Passados quase quinze anos, chega-se agora ao momento ideal para novo grande pacto nacional, com foco em uma profunda e ampla reforma do sistema político-partidário e eleitoral. As condições estão dadas. A sociedade clama por isso. A urgência ganhou fôlego com a recente série de eventos que colocaram a nu a ineficiência do sistema, além da duvidosa qualidade dos políticos que compõem o Congresso Nacional.

Os pronunciamentos dos deputados na votação do impeachment, as manobras de Eduardo Cunha, a sandice de Waldir Maranhão, além de outras maluquices oportunistas, são irrefutáveis evidências que reforçam a necessidade urgente de uma reforma política.

Assim como era inviável conviver com a hiperinflação nos anos 90, tornou-se também impossível para a sociedade brasileira conviver com a política do “toma lá, dá cá” da qual o presidente em exercício, Michel Temer, tem sido vítima com os vaivéns na formação de seu ministério. Não há tamanho de Esplanada que possa dar conta de tanta pressão e nem país que consiga funcionar com 28 partidos políticos representados no Congresso Nacional, sendo a grande maioria absolutamente inexpressiva politicamente.

A reforma política está caindo de maduro no colo do governo e, aqui, ousa-se fazer um apelo:

Sr. Michel Temer, não dê tanta relevância às iniciativas que buscam “criar expectativas positivas” com os temas inodoros da independência do Banco Central ou de quem tem ou não status de ministro. Entenda que o ambiente internacional não está propício à venda de estatais ou à abertura de concessões, a menos que se queira negociar na bacia das almas. E que a proposta de reforma da previdência, uma iniciativa sem dúvida relevante, é de difícil arremate, além de não resolver no curto prazo o grave problema fiscal do governo.

A curta duração do seu período presidencial, mesmo supondo o afastamento definitivo da presidente Dilma Rousseff em até 180 dias, não lhe permite gastar tempo com medidas que visam “reverter as expectativas” sem levar em conta quais sejam, efetivamente, as expectativas da sociedade aqui e agora.

Não seria mais fácil fazer a reforma da previdência, a reforma tributária, a reforma trabalhista, e as demais reformas necessárias em um ambiente político onde três ou quatro grandes partidos estivessem representados no Congresso? Com sólidas coligações baseadas na coerência de princípios? Com políticos e partidos mais próximos dos interesses de seus eleitores? E que estes, os eleitores, pudessem cobrar e punir nas eleições os políticos que se desviassem de suas funções e compromissos?

Não há dúvida, Sr. Michel Temer, de que a negociação da reforma política vai lhe tirar o sono, com infindáveis discussões, contemporizações, além do enfrentamento às previsíveis resistências dos seus colegas políticos.

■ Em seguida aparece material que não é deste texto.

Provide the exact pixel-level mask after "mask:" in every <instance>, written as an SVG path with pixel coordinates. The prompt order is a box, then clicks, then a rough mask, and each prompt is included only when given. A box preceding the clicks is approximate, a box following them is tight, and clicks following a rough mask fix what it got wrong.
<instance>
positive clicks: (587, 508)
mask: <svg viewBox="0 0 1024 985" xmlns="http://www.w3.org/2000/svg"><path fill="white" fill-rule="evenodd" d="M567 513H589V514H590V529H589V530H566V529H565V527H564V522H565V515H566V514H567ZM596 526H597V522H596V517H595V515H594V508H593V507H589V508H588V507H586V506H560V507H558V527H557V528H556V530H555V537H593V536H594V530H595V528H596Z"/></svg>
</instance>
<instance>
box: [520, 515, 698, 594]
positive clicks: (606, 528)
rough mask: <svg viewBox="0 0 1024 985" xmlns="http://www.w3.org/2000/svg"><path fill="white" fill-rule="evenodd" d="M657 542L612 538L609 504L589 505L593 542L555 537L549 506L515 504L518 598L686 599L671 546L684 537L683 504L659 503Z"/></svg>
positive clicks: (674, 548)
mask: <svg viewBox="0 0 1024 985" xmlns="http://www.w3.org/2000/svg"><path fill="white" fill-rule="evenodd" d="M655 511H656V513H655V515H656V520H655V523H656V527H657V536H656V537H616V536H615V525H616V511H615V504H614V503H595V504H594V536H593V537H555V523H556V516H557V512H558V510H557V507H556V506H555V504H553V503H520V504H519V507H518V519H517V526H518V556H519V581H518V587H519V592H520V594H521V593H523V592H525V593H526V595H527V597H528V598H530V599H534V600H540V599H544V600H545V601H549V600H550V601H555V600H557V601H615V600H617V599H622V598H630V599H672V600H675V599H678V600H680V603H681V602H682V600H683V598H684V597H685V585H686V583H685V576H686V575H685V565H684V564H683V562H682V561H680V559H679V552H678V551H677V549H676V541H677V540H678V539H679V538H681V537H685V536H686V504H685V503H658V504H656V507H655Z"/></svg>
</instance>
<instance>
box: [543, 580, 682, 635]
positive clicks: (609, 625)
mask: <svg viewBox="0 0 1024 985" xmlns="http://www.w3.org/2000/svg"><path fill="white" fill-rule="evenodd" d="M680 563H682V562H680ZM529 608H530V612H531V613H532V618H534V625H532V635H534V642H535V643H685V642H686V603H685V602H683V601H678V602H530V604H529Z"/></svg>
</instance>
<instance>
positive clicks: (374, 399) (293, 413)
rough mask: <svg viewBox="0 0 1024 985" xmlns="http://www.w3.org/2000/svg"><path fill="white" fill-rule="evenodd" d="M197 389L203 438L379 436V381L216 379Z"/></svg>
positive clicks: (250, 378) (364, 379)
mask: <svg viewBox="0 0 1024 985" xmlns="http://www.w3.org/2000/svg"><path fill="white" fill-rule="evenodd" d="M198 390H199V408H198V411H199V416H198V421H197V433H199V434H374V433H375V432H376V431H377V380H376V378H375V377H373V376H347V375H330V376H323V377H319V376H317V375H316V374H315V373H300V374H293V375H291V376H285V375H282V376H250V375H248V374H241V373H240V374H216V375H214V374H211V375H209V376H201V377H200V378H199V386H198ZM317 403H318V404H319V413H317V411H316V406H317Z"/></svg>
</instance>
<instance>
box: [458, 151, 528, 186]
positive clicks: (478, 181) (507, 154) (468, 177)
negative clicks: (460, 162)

Mas, a seu favor, a sociedade facilmente se mobilizaria nas ruas em defesa de uma grande reforma política. Concentre-se nisso. Aproveite a janela de oportunidade.

Empregue o tempo de sua estadia no Palácio do Planalto na costura com o Congresso Nacional, com governadores e prefeitos, e com a sociedade em geral, de uma ampla reforma política e eleitoral que traga estabilidade ao país. É disso que precisam hoje os empresários para investir. É disso que precisa a economia para crescer. É isso que o fará entrar para a história!